What is Ethereum Liquid Staking?
Liquid staking is the process of delegating ETH tokens to a project that stakes those tokens while providing access to those funds at all times. This is usually done by giving the depositor a so-called receipt in the form of tokenized assets redeemable for the staked tokens.
There are numerous advantages to ETH liquid staking. First, users won’t have to relinquish access to their ETH tokens after they stake them. Furthermore, direct staking requires a significant investment of 32 ETH (around $40,000), whereas liquid staking can be done with even a tiny amount of ETH.
Another notable benefit of liquid staking is that it removes the need for technical knowledge. When staking the usual way, a token holder would delegate their stake to a single validator. However, setting up a personal Ethereum node requires technical skills and knowledge.
Finally, users can multiply their liquid staking rewards using the “composability” of the yield strategies. For instance, stakers can use their liquid staking tokens, like Lido’s staked Ethereum (stETH), as collateral on centralized or decentralized exchanges or lending pools and earn additional rewards.
Currently, Lido Finance is the largest liquid staking platform available on the market.
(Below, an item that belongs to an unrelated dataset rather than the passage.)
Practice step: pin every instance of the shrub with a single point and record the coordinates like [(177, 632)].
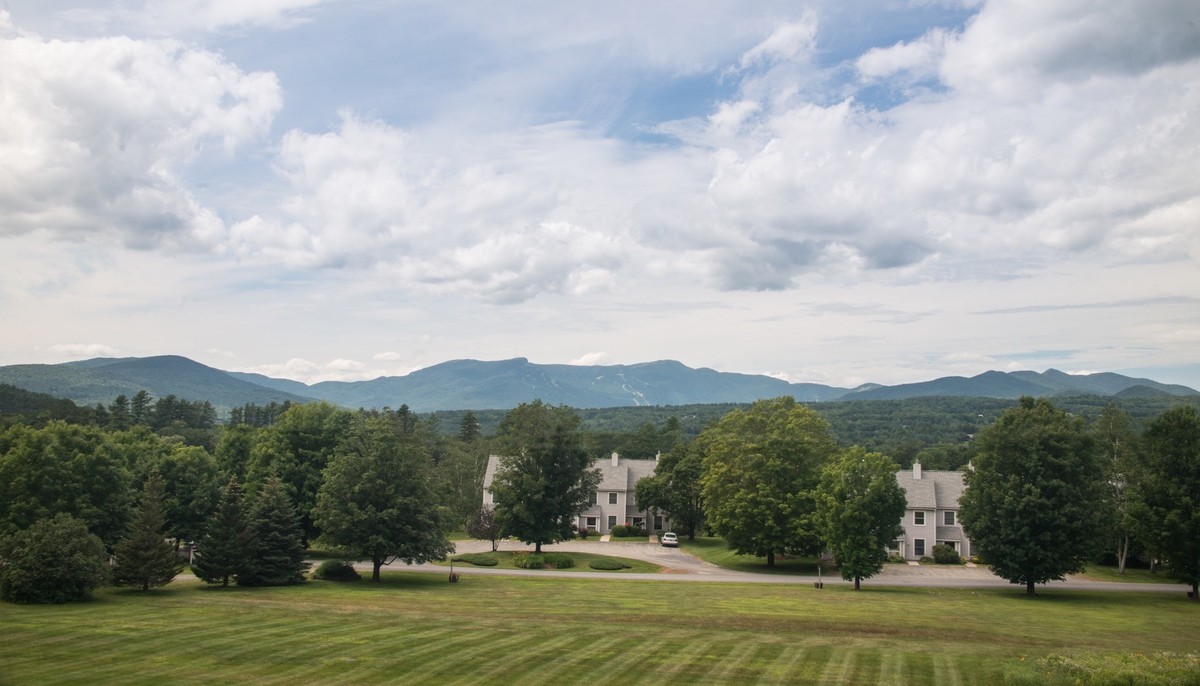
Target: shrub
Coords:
[(607, 564), (336, 571), (52, 561), (946, 554), (559, 560), (540, 560), (478, 559)]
The project gives Ethereum owners stETH tokens in return for their staked coins and distributes associated staking rewards to the users based on the amount of their staked ETH. StETH tokens are minted when ETH is deposited and burned upon redemption.
While stETH is supposed to maintain its peg with ETH, the token is subject to fluctuations based on market conditions, even though it is backed by actual ETH. For instance, stETH distanced from its peg in June last year amid steep market volatility, with its discount reaching a record 6%.
ETH Staking Market Grows As Shanghai Upgrade Planned for March
Ethereum’s Shanghai upgrade, which will allow withdrawals of ether staked in the Beacon Chain since December 2020, is expected to go live by March 2023, developers said in a call on January 5. To ensure they meet this date, the devs plan to release a public test network for the Shanghai upgrade by the end of February.
The excitement around the upgrade has led to an increase in staked ETH. According to a recent report by Delphi Digital, the ETH liquid staking now captures around 40% of all ETH staked. The rise in staked ETH comes in line with a rise in yields following the Merge.
Furthermore, there has been an increase in the number of liquid staking platforms. While Lido is still the leader, holding about 30% of staked ETH, other competitors are trying to catch up. Rocket Pool, StakeWise, and Frax are three protocols steadily gaining market share at Lido’s expense.
Major cryptocurrency exchange Coinbase, which started to offer liquid staking in late August 2022, has also become a strong player. The exchange currently accounts for 16% of the market, with ETH staked as the Coinbase Wrapped Staked ETH (cbETH), hitting an all-time high of around $1 million as of December 16, 2022.
All in all, while Lido’s first-mover advantage gives the platform an edge over competitors, it remains to be seen if the platform manages to maintain its lion’s share of the market.